Trask has since accumulated 15,000 slides through donations; some slides depict life in faraway places with the Peace Corps and the military, while others show a 1970s snowmobile party in Maine’s North Woods with hundreds of people and tables full of hot dogs.

The project began with only one format: a slide viewer and two layered slides.The two layered slides are carefully selected to create the effect of a double exposure and are matched based on several factors, including the presence of negative space, content, context and timing

“It’s so much about serendipity, when I have so many slides already collected and the two happen to be in my mind at the same time,” he said. “Sometimes a pairing is just about composition, and sometimes it’s about context, and it makes me laugh. I know I found a good one if it makes me laugh.”

Trask enjoys the contradictory nature of Strange Histories, in the sense that a photograph is meant to be a brief glimpse of something real and accurate. Layering two unrelated images together, however, creates a different reality in which the threads that connect elements can be explored in a new cultural context. With this concept in mind, Trask began exploring new formats for Strange Histories that would allow individuals to create their own narratives.

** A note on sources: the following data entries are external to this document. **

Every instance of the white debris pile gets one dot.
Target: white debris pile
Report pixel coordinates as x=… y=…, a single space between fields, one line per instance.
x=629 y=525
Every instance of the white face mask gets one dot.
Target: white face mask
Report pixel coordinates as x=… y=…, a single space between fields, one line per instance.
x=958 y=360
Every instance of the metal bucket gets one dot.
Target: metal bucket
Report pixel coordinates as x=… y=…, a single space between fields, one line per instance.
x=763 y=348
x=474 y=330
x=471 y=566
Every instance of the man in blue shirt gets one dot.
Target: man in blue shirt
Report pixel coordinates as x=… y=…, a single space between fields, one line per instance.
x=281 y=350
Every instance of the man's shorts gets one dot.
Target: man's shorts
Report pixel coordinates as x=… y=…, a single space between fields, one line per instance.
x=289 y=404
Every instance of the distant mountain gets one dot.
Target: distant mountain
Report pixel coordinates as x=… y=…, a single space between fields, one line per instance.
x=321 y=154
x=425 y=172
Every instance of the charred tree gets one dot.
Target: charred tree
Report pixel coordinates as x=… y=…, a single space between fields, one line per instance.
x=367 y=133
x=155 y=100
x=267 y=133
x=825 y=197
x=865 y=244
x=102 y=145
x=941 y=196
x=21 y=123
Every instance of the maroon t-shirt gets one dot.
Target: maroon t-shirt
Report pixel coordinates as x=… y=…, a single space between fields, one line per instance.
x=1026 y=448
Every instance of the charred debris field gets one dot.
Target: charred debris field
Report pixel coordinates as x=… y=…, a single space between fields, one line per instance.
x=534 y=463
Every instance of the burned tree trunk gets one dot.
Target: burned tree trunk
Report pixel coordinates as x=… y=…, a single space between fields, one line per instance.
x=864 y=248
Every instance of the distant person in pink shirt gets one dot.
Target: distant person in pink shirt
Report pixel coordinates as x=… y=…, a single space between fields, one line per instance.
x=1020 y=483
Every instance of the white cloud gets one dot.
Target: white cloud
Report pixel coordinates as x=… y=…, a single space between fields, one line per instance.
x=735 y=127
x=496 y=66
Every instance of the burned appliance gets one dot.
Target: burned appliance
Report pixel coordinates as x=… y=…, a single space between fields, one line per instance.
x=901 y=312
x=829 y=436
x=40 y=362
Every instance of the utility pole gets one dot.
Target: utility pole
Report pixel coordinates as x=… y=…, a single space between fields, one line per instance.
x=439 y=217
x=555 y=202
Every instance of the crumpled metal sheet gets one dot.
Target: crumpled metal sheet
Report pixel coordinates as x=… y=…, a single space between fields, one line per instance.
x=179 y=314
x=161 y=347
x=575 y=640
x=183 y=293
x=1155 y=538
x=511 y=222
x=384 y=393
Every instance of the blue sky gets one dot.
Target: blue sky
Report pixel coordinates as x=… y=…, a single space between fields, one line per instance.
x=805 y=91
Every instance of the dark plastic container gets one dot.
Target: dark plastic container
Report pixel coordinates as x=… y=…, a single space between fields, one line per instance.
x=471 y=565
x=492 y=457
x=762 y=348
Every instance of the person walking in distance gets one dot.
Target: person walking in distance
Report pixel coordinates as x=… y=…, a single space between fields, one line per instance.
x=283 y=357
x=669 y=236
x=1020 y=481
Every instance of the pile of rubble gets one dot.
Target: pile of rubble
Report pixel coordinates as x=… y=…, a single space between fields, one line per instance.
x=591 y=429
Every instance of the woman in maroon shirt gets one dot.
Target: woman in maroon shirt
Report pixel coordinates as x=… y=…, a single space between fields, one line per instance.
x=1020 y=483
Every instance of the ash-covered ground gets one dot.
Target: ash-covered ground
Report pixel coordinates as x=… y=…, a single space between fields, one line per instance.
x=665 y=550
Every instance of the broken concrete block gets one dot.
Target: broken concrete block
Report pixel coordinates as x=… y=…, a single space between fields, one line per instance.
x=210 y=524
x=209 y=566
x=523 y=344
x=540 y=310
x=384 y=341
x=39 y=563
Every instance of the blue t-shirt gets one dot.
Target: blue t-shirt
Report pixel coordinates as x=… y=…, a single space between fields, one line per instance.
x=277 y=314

Trask plans to continue his pursuit of the creative process by branching out in different directions. He said he may collaborate on small-scale exhibitions and participating in art shows and will continue to enjoy the healthy work-life balance that he and his wife have discovered here in Maine.

He hopes to explore new formats for Strange Histories, including metal prints, and is eager to develop ideas for future volumes of the book. Instead of developing themes for future volumes, Trask will focus on featuring works from diverse demographics, including children’s writing groups, foreign-born artists, and Maine writers.

“Allowing people to tell their stories in a unique way can be very powerful…It continues to unfold in new and interesting ways,” he said. “The book is a brand-new direction and really expands the collaborative aspect of it and the potential for it. I’m excited to see where it continues to go.”